Assumptions A1, and A2 are fulfilled by noting that the parameter space \(\varPsi =(0,1)^{g-1}\times \mathbb {R}^{g(d^{2}+d)/2+gd}\) is an open subset of \(\mathbb {R}^{(g-1)+g(d^{2}+d)/2+gd}\), and that \(\log \mathcal {L}_{R,n}({\varvec{\psi }})\) is smooth with respect to the parameters \({\varvec{\psi }}\). Using Theorem 2 of Jennrich (1969), we can show that A3 holds by verifying that

$$\begin{aligned} \mathbb {E}\sup _{{\varvec{\psi }}\in \bar{N}}|\log f_{R}({\varvec{X}}; {\varvec{\psi }})|<\infty , \end{aligned}$$

(31)

where \(\bar{N}\) is a compact subset of \(N_{2}({\varvec{\psi }}^{0})\). Since \(f_{R}({\varvec{X}}; {\varvec{\psi }})\) is smooth, this is equivalent to showing that \(\mathbb {E}|f_{R}({\varvec{X}}; {\varvec{\psi }})|<\infty \), for any fixed \({\varvec{\psi }}\in \bar{N}\). This is achieved by noting that

$$\begin{aligned} \mathbb {E}|\log f_{R}({\varvec{X}}; {\varvec{\psi }})|= & {} \mathbb {E}|\log f_{R}({\varvec{X}}; {\varvec{\psi }})|\nonumber \\= & {} \mathbb {E}\left| \log \sum _{i=1}^{g}\pi _{i}\lambda ({\varvec{x}}; {\varvec{\gamma }}_{i}, {\varvec{\sigma }}_{i}^{2})\right| \nonumber \\\le & {} \sum _{i=1}^{g}\mathbb {E}|\log \lambda ({\varvec{x}}; {\varvec{\gamma }}_{i},{\varvec{\sigma }}_{i}^{2})|\nonumber \\= & {} \sum _{i=1}^{g}\mathbb {E}\left| \sum _{k=1}^{d}\log \phi _{1}(x_{k};{\varvec{\beta }}_{k}^{T} \tilde{{\varvec{x}}}_{k},\sigma _{k}^{2})\right| \nonumber \\\le & {} \sum _{i=1}^{g}\sum _{k=1}^{d}\mathbb {E} |\log \phi _{1}(x_{k};{\varvec{\beta }}_{i,k}^{T} \tilde{{\varvec{x}}}_{k},\sigma _{i,k}^{2})|. \end{aligned}$$

(32)

The inequality on line 3 of (32) is due to Lemma 1 of Atienza et al. (2007).

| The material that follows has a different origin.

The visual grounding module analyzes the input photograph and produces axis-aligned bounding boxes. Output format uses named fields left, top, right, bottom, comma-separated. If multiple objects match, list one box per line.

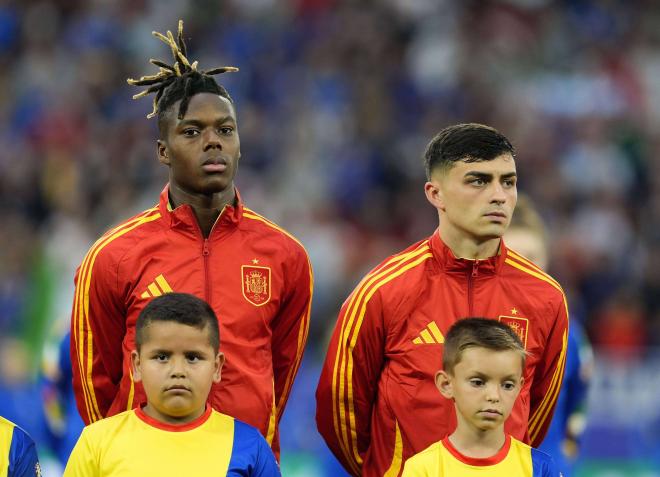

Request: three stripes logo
left=140, top=273, right=173, bottom=298
left=413, top=321, right=445, bottom=345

Considering that \(\log \phi _{1}(x_{k};{\varvec{\beta }}_{i,k}^{T} \tilde{{\varvec{x}}}_{k},\sigma _{i,k}^{2})\) is a polynomial function of Gaussian random variables, we have \(\mathbb {E}|\log \phi _{1}(x_{k};{\varvec{\beta }}_{i,k}^{T} \tilde{{\varvec{x}}}_{k},\sigma _{i,k}^{2})|<\infty \) for each i and k. The result then follows.

1.6 Proof of Theorem 6

Theorem 6 can be established from Theorem 4.2.4 of Amemiya (1985), which requires the validation of the assumptions,

1. B1

   The Hessian \(\partial ^{2}(\log \mathcal {L}_{R,n}({\varvec{\psi }}))/ \partial {\varvec{\psi }}\partial {\varvec{\psi }}^{T}\) exists and is continuous in an open neighborhood of \({\varvec{\psi }}^{0}\).

2. B2

   The equations

   $$\begin{aligned} \int \frac{\partial \log f_{R}({\varvec{\psi }})}{\partial {\varvec{\psi }}}\hbox {d}{\varvec{x}}=\varvec{0}, \end{aligned}$$

   and

   $$\begin{aligned} \int \frac{\partial ^{2}\log f_{R}({\varvec{\psi }})}{\partial {\varvec{\psi }}\partial {\varvec{\psi }}^{T}} \hbox {d}{\varvec{x}}=\varvec{0}, \end{aligned}$$

   hold, for any \({\varvec{\psi }}\in \varPsi \).

3. B3

   The averaged Hessian satisfies

   $$\begin{aligned} \frac{1}{n}\frac{\partial ^{2}\log \mathcal {L}_{R,n} ({\varvec{\psi }})}{\partial {\varvec{\psi }}\partial {\varvec{\psi }}^{T}}\overset{P}{\rightarrow }\mathbb {E} \left[ \frac{\partial ^{2}\log f_{R}({\varvec{X}}; {\varvec{\psi }})}{\partial {\varvec{\psi }} \partial {\varvec{\psi }}^{T}}\right] , \end{aligned}$$

   uniformly in \({\varvec{\psi }}\), in all compact subsets of an open neighborhood of \({\varvec{\psi }}^{0}\).

4. B4

   The Fisher information

   $$\begin{aligned} -\mathbb {E}\left[ \frac{\partial ^{2}\log f_{R} ({\varvec{x}}; {\varvec{\psi }})}{\partial {\varvec{\psi }} \partial {\varvec{\psi }}^{T}}\bigg |_{{\varvec{\psi }}= {\varvec{\psi }}^{0}}\right] ^{-1}, \end{aligned}$$

   is positive-definite.

Assumption B1 is validated via the smoothness of \(\log \mathcal {L}_{R,n}({\varvec{\psi }})\), and it is mechanical to check the validity of B2. Assumption B3 can be shown via Theorem 2 of Jennrich (1969). Unlike the others, B4 must be taken as given.